He didn't react at all for an instant, then he stiffened in shock.

"What the h-" He cut himself off, and Slocum felt an insane urge to giggle as the colonel leaned even closer. "Why didn't you report this sooner, Sergeant?" Archer demanded.

"Because they just popped onto the scope, Sir. Right about there." Slocum tapped the screen with a fingertip, and Archer frowned. A bright red line indicated the unknowns' track as they stabbed down into his area of responsibility, and he didn't like what he saw.

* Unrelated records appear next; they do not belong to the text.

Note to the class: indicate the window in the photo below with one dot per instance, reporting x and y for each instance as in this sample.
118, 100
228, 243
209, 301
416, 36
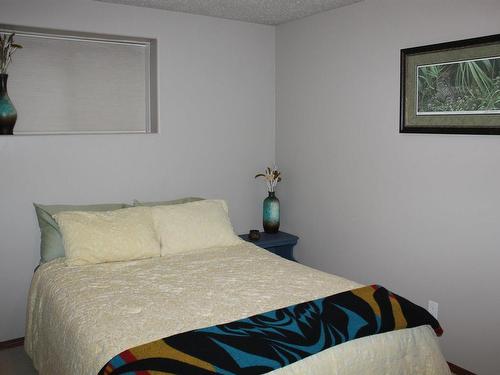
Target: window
65, 83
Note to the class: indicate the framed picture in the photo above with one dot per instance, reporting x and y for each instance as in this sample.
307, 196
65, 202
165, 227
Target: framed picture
451, 87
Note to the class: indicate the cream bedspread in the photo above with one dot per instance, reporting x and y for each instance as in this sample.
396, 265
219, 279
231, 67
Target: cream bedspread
79, 317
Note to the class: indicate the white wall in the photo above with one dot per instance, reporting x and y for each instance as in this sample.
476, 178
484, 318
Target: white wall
419, 214
216, 88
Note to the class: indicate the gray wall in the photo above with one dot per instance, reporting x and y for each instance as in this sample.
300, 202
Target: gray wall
216, 99
417, 213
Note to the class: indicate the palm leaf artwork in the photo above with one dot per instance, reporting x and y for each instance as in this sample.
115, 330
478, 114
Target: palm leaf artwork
7, 50
457, 87
272, 176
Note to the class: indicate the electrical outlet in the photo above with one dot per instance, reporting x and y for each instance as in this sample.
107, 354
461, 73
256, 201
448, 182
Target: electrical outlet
433, 308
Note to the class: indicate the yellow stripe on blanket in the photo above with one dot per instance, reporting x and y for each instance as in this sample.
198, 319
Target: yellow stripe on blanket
367, 295
160, 349
399, 318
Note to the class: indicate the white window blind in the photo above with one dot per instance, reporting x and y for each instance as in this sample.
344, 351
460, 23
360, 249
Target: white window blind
82, 83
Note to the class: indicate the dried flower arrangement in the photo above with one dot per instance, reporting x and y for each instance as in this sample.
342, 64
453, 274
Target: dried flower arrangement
272, 177
7, 49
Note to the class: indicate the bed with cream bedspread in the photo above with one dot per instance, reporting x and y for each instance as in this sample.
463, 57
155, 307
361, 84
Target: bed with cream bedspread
79, 317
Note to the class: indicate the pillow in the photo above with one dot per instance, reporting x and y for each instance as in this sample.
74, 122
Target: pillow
167, 203
111, 236
192, 226
51, 245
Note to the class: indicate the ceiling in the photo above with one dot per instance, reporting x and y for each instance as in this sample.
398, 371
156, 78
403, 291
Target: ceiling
269, 12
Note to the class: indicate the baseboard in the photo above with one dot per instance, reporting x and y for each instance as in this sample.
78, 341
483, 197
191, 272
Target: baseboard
11, 343
459, 370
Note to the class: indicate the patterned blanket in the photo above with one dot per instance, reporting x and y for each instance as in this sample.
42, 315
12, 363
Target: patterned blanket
268, 341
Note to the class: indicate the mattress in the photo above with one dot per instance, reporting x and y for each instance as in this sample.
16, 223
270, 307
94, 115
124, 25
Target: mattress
80, 317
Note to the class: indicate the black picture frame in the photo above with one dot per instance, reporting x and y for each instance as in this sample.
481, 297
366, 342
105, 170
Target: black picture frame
449, 53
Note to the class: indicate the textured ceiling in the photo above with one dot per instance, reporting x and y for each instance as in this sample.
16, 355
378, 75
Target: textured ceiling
270, 12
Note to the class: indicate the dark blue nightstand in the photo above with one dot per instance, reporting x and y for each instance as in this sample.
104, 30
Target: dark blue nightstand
280, 243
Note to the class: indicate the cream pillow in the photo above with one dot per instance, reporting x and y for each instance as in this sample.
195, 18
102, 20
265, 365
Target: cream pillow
110, 236
192, 226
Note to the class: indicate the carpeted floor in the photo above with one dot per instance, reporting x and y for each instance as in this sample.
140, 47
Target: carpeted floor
15, 361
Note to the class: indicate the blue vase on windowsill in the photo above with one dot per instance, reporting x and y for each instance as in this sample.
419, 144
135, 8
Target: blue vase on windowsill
8, 114
271, 213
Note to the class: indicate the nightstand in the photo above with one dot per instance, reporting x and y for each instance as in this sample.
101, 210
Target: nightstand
280, 243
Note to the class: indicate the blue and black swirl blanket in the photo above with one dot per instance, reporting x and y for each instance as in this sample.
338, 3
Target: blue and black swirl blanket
268, 341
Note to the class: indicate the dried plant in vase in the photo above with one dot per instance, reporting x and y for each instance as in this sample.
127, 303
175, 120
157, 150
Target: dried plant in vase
8, 114
271, 205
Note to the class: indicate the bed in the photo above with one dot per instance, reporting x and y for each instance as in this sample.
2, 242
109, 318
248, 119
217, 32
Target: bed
81, 316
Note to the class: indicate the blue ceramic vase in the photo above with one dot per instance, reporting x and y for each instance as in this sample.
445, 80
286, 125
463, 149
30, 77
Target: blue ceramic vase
8, 114
271, 213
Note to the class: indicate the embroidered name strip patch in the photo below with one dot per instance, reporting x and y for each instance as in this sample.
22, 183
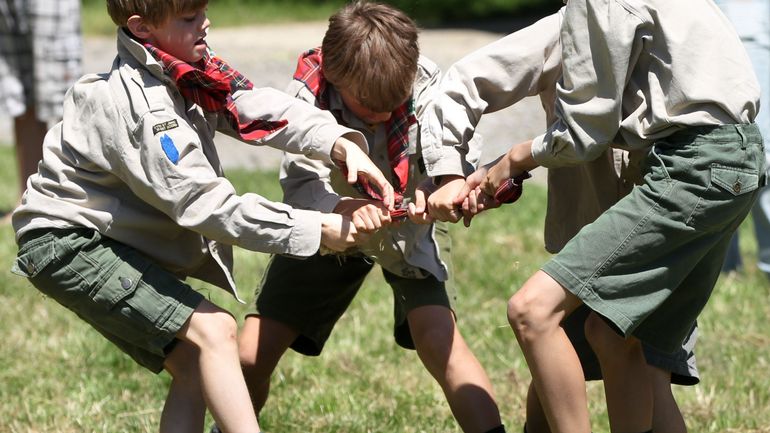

"Why didn't SPASUR alert us sooner?" he demanded irately. SDOC's primary mission was the management of the G-PALS system which defended the United States against limited missile strikes. The latest carve up of responsibilities had given it control of virtually all of the US military's ground-watch and near-space surveillance systems, plus general management of the information stream, but the actual monitoring of space beyond three hundred miles' altitude remained the responsibility of other commands, like the Navy-run Space Surveillance System Command. Archer had always had his doubts about the Squids' suitability to run what obviously should have been an Air Force command properly, but he'd never seriously expected them to drop the ball this badly.

"SPASUR, did report them, Sir," Slocum told him. "They only picked them up-" he glanced at a digital time display "-two-seven-five seconds ago. It's on the tape, Sir," he added respectfully.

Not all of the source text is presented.